Das Konzept des Generalmusikdirektors geht auch auf der sängerischen Seite auf. Camilla Nylund als Katerina besticht mit einer sängerisch überzeugenden Darstellung der Sehnsüchte, Frustrationen und Hoffnungen der verzweifelten Frau. Nicht zuletzt im Schlussbild auf dem Weg in die Verbannung nach Sibirien, wenn sie unter allmählichem Realitätsverlust ein Kleinkind in den Armen zu wiegen glaubt. In inniger Introspektion gelingt der Nylund schon unmittelbar in diesem Rollendebut eine ergreifende Verkörperung dieser leidenden Frau. 
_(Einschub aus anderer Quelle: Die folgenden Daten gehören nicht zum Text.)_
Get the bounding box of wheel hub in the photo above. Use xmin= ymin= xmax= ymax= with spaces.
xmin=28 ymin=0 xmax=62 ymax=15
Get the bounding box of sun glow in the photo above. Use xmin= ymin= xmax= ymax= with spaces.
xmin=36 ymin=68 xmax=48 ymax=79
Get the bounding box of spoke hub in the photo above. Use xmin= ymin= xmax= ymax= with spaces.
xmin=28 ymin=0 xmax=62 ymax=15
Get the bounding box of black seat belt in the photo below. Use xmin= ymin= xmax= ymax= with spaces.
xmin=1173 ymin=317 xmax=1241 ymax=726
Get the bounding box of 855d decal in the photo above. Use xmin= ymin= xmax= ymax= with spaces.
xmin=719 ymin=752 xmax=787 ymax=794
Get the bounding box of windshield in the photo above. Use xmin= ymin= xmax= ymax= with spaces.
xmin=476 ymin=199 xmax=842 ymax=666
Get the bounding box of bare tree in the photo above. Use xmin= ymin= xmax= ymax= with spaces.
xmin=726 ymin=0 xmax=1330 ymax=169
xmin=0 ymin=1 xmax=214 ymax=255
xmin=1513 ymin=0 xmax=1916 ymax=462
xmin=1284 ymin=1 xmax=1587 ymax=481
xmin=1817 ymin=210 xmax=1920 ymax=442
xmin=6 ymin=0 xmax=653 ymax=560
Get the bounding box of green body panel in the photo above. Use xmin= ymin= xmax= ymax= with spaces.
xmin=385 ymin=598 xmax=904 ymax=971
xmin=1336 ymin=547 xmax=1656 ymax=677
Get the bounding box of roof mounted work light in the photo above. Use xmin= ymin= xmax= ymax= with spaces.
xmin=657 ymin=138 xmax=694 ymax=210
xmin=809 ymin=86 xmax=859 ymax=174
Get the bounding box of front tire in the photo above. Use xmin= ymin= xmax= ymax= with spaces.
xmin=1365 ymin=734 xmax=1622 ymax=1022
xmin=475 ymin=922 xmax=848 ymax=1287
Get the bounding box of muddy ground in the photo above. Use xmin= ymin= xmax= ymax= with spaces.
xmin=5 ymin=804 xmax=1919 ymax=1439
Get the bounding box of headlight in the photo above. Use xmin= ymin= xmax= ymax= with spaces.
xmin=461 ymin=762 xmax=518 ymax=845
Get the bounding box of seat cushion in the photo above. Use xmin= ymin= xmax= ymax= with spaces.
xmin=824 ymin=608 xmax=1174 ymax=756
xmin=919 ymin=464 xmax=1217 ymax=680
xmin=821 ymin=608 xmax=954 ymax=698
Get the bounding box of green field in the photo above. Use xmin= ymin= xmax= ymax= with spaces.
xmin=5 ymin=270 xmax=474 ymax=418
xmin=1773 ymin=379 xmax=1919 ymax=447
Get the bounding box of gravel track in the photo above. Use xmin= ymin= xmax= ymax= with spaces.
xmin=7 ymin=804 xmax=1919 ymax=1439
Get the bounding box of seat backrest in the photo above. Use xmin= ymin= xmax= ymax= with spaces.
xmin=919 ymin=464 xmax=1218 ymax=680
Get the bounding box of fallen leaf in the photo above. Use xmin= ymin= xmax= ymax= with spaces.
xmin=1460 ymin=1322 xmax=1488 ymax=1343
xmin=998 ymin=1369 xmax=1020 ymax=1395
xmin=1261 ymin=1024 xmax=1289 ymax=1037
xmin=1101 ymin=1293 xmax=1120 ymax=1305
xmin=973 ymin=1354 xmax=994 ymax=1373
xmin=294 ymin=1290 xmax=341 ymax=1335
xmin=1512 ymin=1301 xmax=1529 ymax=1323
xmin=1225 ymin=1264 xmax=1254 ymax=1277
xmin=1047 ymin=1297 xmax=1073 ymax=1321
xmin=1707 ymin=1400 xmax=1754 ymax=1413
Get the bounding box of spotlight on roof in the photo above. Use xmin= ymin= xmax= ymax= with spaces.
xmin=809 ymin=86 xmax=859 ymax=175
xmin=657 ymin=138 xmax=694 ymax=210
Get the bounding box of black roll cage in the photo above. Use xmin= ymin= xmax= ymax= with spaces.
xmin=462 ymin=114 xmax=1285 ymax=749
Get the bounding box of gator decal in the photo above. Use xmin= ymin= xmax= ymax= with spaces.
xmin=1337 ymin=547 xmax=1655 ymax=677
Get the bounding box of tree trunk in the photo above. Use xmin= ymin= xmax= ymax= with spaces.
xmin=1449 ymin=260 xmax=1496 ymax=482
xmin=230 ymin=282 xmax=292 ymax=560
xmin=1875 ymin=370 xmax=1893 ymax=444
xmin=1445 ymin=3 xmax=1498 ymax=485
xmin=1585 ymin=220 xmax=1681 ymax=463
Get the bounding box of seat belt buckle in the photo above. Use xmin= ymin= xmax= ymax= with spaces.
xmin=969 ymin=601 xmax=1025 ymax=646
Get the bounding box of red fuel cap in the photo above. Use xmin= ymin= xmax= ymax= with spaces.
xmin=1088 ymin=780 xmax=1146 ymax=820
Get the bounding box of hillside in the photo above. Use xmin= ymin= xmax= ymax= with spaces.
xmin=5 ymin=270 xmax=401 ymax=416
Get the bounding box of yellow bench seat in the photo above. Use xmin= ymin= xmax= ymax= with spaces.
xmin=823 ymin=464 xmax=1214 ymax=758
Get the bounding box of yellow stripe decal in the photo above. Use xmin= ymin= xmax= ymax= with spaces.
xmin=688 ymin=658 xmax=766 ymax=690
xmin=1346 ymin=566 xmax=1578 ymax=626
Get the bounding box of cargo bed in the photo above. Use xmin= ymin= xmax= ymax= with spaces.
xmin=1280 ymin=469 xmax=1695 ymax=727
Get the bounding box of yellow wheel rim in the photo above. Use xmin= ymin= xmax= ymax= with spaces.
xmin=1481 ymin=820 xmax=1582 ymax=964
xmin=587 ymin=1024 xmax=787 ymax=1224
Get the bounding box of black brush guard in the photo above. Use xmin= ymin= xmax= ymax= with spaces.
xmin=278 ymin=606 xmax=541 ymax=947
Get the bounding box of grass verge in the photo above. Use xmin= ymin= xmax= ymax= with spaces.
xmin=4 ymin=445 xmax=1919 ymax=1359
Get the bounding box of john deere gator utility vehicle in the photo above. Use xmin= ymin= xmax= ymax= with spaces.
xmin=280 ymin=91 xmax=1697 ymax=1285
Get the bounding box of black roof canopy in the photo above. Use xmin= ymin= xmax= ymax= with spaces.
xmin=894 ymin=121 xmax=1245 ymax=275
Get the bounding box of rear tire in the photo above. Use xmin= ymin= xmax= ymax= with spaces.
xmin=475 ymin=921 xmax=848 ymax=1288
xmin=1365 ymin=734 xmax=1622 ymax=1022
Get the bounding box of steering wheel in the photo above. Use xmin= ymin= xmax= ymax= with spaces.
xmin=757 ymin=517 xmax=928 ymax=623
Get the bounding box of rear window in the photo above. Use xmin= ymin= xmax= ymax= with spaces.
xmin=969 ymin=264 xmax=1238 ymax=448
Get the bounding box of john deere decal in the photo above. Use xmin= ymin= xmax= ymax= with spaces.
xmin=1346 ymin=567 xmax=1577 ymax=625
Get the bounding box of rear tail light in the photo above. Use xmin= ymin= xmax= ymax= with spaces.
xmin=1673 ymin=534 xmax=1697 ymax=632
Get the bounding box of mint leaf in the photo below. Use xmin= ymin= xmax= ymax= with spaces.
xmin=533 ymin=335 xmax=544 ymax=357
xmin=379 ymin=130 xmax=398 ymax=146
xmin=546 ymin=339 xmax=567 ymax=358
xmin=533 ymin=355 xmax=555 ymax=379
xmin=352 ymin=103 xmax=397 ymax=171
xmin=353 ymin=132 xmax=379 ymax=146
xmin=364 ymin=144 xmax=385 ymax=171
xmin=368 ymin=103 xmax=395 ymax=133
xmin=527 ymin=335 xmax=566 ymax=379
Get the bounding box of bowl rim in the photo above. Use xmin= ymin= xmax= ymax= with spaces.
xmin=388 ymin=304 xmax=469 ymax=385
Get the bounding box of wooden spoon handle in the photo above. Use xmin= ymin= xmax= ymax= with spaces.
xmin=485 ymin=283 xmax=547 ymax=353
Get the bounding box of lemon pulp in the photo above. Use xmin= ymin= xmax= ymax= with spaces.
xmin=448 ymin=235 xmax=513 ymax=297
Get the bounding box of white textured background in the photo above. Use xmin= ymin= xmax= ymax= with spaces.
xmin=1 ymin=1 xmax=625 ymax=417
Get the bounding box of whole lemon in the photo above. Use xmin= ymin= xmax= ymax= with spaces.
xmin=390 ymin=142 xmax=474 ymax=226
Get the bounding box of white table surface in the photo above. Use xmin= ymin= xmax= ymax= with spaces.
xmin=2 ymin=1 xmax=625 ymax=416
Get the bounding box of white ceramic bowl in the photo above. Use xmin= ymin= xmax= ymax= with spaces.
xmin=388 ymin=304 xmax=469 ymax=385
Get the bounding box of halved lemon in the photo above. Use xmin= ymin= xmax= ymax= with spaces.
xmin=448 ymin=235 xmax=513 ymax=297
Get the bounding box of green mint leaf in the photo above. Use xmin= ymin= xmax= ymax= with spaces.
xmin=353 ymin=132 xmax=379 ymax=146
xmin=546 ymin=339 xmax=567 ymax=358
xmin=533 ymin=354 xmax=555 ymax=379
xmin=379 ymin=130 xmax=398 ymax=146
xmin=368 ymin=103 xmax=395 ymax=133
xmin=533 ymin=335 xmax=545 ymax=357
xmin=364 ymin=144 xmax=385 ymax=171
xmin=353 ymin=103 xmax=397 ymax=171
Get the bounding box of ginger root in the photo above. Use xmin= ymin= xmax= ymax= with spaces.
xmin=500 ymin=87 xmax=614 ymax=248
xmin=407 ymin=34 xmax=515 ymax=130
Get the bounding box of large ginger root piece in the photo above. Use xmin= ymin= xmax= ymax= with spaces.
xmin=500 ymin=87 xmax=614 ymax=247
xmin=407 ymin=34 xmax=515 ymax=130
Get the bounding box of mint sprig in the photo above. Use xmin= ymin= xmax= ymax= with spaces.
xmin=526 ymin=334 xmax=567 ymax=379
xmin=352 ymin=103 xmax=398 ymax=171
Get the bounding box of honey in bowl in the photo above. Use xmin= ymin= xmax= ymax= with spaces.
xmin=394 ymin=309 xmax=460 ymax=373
Auch die Männerriege ist glänzend besetzt. Alexander Roslavets als Schwiegervater Boris gibt den frauenfeindlichen, brutalen Schwiegervater stimmlich und in der Darstellung mit großer Intensität. Katerinas Aussichtslosigkeit ist nicht zuletzt durch seine unaufhörlichen, erniedrigenden Attacken verdeutlicht.     

Sergej von Dmitry Golovnin hat als erfahrener Verführer bei Katerina leichtes Spiel. Seine Durchtriebenheit bei der Verführung der anderen jungen Frau in der Verbannung lässt bei Katerina eine Welt einstürzen. Der Sinowij von Vincent Wolfsteiner stellt überzeugend einen endlos schwachen Ehemann dar, von dem Katerina nichts zu erwarten hat.

Die weiteren Rollen sind bestens vertreten, hervorgehoben sei Karl Huml als Polizeichef und Tigran Martirossian als Pope.

Der Chor der Staatsoper Hamburg unter der bewährten Leitung von Eberhard Friedrich rundet die sängerische Seite der Aufführung perfekt ab.

Viel Beifall für die Sänger und die Hamburger Philharmoniker mit Kent Nagano.